1 Reply Latest reply on Mar 30, 2009 2:14 PM by MicahVillmow

    Questions about R700 ISA


      Based on the document posted on another topic: http://forums.amd.com/devforum/messageview.cfm?catid=328&threadid=111092&enterthread=y


      1) Is the read throughput of LDS and global memory the same? I'm asking because, if so, I can give up on trying to use LDS for broadcasting...


      2) Is possible to use burst reads and broadcast directly from global memory? Or it is only from LDS?


      3) What's the throughput of the burst mode?


      4) Can Brook+ or CAL generate non-water-fall or broadcast read with a "wavefront-id" index? If not, this is a feature request.


      5) In your opinion, if I need broadcast in a pattern similar to matrix-multiplication does loading data to several registers and then each thread selecting onde of them works?


      Thank you in advance.


        • Questions about R700 ISA

          1) LDS is on-chip and global is off-chip, so the throughput is different. 

          2) Neither global memory or LDS currently burst reads correctly. This is a SW issue and should be fixed in a future driver update.

          3) The peak bandwidth of Global/LDS is card specific and the peaks can be tested with cal sample export_burst_perf(for Global) and ldsread/ldswrite in the samples/runtime directory of the CAL SDK.

          4) This could be possible but is not currently supported.

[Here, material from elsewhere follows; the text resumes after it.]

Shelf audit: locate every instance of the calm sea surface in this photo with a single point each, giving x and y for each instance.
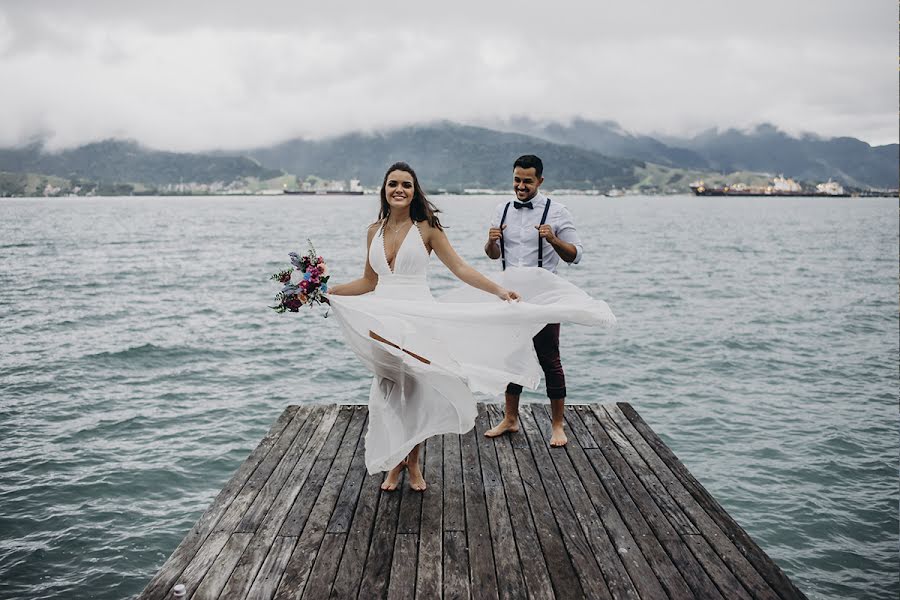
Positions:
(140, 365)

The only current way to turn of waterfall is to use _neighborExch flag, but this does a 4x4 transpose on reads.

          5) There are certain applications that using LDS is beneficial and some that using LDS is not beneficial. The best way to determine this is to use the simple performance samples to see the peaks you will get for your card and determine which way is optimal. For example, if you are reading/writing 4 sequential float4's, then using global can get almost peak bandwidth and there is no performance reason for using LDS.


          On a side note, there are known issues with performance while using LDS and these are being worked on which if we can fix them should bring a 4x speed improvement.